My thinking is that the Source field should merely tell whoever gets a
STP packet how to interpret the data within it. There are many
analogous identifiers throughout the Internet protocols, including
Ethernet type fields, IP protocol fields, TCP/UDP Well-Known Port
numbers, and MIME types.

All this implies only one Source field per frame format, even if there
can be multiple streams in the same format coming out of the same
spacecraft subsystem at the same time. You can still distinguish
between them with the Frequency: field.  Perhaps the Frequency: field
needs to be mandatory in this case.

>layer under the subsystem name?  The frequency may not always identify the 
>sub-subsystem either because they send on the same frequency or because of 
>Doppler (recognizing the frequency header should be the nominal 
>frequency).  It would be possible to identify the sub-subsystem by 

Well, if the ground station can't distinguish the streams by
frequency, then how else is it supposed to do it? If the ground
station has to dig into the frame to identify it, then this is
something that can be done just as well by the STP receiver.

In other words, I'm not inclined to create a STP header that carries
anything that can be determined from the contents of the frame. The
STP headers are for ground station "meta-data" that *doesn't* show up
in the actual telemetry frame.
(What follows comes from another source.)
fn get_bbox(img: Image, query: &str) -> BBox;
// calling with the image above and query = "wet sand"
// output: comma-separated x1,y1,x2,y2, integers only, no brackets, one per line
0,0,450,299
Hence headers like receive time,
frequency, modulation type, station location, etc.

For the ultimate in generality, I could define a Source type that
means the station is simply digitizing a receiver passband around some
specified RF frequency and sending whatever it hears. And instead of
naming the satellite, it could give antenna az/el. Putting a demod at
the ground station and explicitly naming the source can therefore be
seen as just a form of data compression, as the demodulated data is
much more compact than the raw A/D samples.